LDL 胆固醇是动脉粥样硬化性心血管疾病的一个既定风险因素。一个人应该或安全地降低多少这个风险因素仍然存在争议。我们旨在探讨 FOURIER 试验中依洛尤单抗(一种针对前蛋白转化酶枯草溶菌素 9(PCSK9)的单克隆抗体)治疗 4 周时 LDL 胆固醇浓度逐渐降低与临床疗效和安全性之间的关系。
在这项对 25982 名随机 FOURIER 试验患者的预先设定的二次分析中,研究了在 4 周时达到的 LDL 胆固醇浓度与随后的心血管结局(主要终点是心血管死亡、心肌梗死、中风、冠状动脉血运重建或不稳定型心绞痛的复合终点;关键次要终点是心血管死亡、心肌梗死或中风的复合终点)和十个预先设定的感兴趣的安全性事件之间的关系,中位随访时间为 2.2 年。我们使用多变量模型调整了与达到的 LDL 胆固醇相关的基线因素。这项试验在 ClinicalTrials.gov 上注册,编号为 NCT01764633。
在 2013 年 2 月 8 日至 2015 年 6 月 5 日期间,27564 名患者被随机分配到 FOURIER 研究中的一种治疗方案。1025 名(4%)患者在 4 周时没有测量 LDL 胆固醇,557 名(2%)在第 4 周就诊前已经发生了主要终点事件或十个预先设定的安全事件之一。在其余的 25982 名患者(94%的随机分配患者)中,13013 名患者被分配接受依洛尤单抗治疗,12969 名患者被分配接受安慰剂治疗。25982 名患者中有 2669 名(10%)达到 LDL 胆固醇浓度低于 0.5mmol/L,8003 名(31%)患者达到浓度在 0.5mmol/L 至小于 1.3mmol/L 之间,3444 名(13%)患者达到浓度在 1.3mmol/L 至小于 1.8mmol/L 之间,7471 名(29%)患者达到浓度在 1.8mmol/L 至小于 2.6mmol/L 之间,4395 名(17%)患者达到 2.6mmol/L 或更高的浓度。在主要和次要疗效复合终点的低 LDL 胆固醇浓度和较低风险之间存在高度显著的单调关系,一直延伸到第一个百分位(LDL 胆固醇浓度小于 0.2mmol/L;主要终点的 p=0.0012,次要终点的 p=0.0001)。相反,在所有严重不良事件或其他九个预先设定的安全事件中,都没有观察到达到的 LDL 胆固醇与安全性结果之间存在显著关联。

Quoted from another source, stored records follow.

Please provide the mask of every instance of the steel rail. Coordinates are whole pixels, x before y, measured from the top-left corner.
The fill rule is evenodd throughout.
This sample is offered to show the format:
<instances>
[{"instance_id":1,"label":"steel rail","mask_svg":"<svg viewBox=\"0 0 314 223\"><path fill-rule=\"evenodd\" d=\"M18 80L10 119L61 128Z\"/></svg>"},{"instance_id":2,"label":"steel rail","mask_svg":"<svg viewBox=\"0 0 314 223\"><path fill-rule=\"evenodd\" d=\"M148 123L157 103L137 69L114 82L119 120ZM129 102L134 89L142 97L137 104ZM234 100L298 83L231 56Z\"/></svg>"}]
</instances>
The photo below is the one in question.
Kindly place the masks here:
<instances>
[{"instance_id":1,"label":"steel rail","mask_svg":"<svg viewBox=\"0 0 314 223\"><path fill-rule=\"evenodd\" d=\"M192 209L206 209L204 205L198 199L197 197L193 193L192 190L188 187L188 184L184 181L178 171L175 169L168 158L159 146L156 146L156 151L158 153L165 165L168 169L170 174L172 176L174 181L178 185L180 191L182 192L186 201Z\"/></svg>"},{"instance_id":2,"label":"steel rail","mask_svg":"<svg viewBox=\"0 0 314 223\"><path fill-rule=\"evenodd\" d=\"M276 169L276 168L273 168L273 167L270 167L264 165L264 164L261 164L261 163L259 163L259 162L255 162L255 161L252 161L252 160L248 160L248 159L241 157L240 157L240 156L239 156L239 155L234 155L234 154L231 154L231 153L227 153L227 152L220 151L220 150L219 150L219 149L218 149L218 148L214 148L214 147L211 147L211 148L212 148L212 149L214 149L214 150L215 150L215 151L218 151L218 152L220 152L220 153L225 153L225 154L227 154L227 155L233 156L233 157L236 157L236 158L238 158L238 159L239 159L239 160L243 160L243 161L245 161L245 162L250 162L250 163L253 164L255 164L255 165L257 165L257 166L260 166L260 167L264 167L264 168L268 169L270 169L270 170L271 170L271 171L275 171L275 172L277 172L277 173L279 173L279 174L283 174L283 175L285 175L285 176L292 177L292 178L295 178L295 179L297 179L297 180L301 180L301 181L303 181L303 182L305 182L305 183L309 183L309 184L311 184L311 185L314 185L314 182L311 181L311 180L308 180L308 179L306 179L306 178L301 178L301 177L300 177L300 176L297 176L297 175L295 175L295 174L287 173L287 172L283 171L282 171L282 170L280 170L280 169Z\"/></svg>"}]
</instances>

在 LDL 胆固醇浓度达到小于 0.2mmol/L 时,达到的 LDL 胆固醇与主要心血管结局之间存在单调关系。相反,在中位数为 2.2 年的时间内,非常低的 LDL 胆固醇浓度没有安全性问题。这些数据支持在心血管疾病患者中进一步降低 LDL 胆固醇,以达到低于当前建议的水平。
在 FOURIER 试验中,依洛尤单抗治疗 4 周时 LDL 胆固醇浓度逐渐降低与临床疗效和安全性之间存在单调关系,直至 LDL 胆固醇浓度小于 0.2mmol/L。相反,在中位数为 2.2 年的时间内,非常低的 LDL 胆固醇浓度没有安全性问题。这些数据支持在心血管疾病患者中进一步降低 LDL 胆固醇,以达到低于当前建议的水平。